Archive for March, 2009

Don’t Blame the Neighbors

Wednesday, March 4th, 2009 © by Susan Swartz

As Holly Golightly pointed out, there are rats and there are super rats. And these days there are so many rats it’s hard to tell who’s the rattier. The financial sleazebags with their empty promises and empty bank accounts? The toxic mortgage hustlers? The arrogant, bloated CEOs who continue to frolic?

If you’re looking for someone to blame this mess on, there are plenty of rats to go around. Maybe even those politicians who had to be excused from high office for not paying their taxes.

But don’t get mad at your neighbor. Don’t blame the luckless homeowner who bought at too high a price with too little money down. A lot of us did that, but got away with it…at least, so far. This is no time to be throwing rocks at glass houses, considering so many of us are living in them.
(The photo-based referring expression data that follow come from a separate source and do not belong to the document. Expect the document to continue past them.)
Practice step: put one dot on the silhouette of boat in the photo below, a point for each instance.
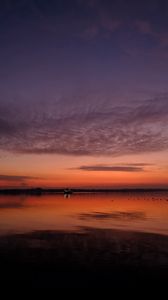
(67, 191)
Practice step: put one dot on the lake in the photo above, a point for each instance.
(131, 211)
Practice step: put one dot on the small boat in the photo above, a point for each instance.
(67, 191)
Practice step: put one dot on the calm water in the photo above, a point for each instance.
(145, 212)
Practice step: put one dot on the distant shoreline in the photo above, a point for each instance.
(41, 191)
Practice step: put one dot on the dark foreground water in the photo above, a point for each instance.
(87, 240)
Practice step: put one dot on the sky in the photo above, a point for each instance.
(84, 93)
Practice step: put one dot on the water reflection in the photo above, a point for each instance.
(119, 215)
(145, 212)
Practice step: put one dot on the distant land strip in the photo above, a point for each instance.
(41, 191)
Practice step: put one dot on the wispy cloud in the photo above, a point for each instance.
(14, 178)
(127, 168)
(83, 129)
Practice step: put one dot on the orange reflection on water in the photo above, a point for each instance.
(146, 212)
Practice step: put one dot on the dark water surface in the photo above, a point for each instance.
(87, 240)
(143, 212)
And don’t get mad at unions for providing workers a decent enough wage so that teachers and police officers and nurses can live in the same town where they work. And don’t bully the business owners not as savvy as you, who didn’t have the financial cushion to get through hard times.
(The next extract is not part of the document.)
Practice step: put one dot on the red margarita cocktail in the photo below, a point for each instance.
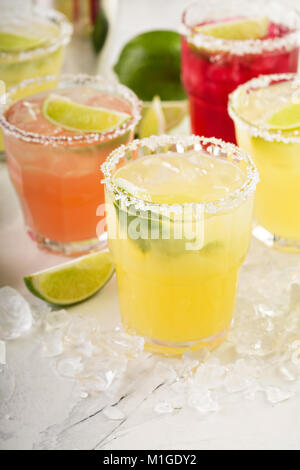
(226, 45)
The worst thing that could happen to this country – worse than a Depression and double digit unemployment – is that we turn on each other. And America the once Strong and Proud becomes America the Stingy and Spiteful.

The rats are happy to see us mice picking on each other.
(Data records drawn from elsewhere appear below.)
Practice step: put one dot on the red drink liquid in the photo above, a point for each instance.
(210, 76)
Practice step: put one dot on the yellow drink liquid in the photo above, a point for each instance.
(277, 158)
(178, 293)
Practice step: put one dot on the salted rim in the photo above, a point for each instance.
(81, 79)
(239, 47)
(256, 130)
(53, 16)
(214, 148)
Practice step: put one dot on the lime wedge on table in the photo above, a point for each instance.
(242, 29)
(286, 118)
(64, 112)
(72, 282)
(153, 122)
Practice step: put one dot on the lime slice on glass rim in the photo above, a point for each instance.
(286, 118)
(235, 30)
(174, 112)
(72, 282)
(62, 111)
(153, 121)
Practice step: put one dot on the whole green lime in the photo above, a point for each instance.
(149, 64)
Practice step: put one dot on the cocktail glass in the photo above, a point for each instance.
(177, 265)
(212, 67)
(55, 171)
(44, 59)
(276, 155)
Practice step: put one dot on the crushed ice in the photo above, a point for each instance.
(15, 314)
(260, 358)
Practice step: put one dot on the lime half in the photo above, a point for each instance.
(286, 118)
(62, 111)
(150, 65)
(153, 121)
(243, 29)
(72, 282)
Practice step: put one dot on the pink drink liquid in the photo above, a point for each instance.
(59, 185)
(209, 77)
What good comes from being mean and reckless, calling people “losers,”  like those high profile windbags who stir up an anxious populace. The ones who claim that mortgage reform plans only encourage bad behavior. And who, worse, become part of that still tiny but screeching minority that seem to want President Obama’s ideas to fail so they can do… what? Say goodbye to “hope?”

It’s easier to understand why common people buy houses they can’t afford than it is to understand how the biggest money brains in the world made such colossal blunders to cause a global financial collapse. We all wanted our piece of paradise even though everyone said the housing bubble would burst. But the realtor said it was a deal, the appraiser said it was worth it and the lender said you qualified. So tell me where to sign those loan papers, which would be sold to another lender the next day.

Americans may get annoyed with the excesses of the rich but they take personal affront at the bad luck of the poor. And don’t think that the rats aren’t happy to see us mice picking on each other.

I think this is a test. We can grumble and point fingers or we can tighten our collective belts and get through this crisis without hurting each other. We can believe that, “We will rebuild and we will recover,” as President Obama said in his speech to Congress. And we can do it in a neighborly fashion. Trade our backyard tomatoes for eggs from the guy with chickens down the street.

Getting mad, even at rats, gets us nowhere.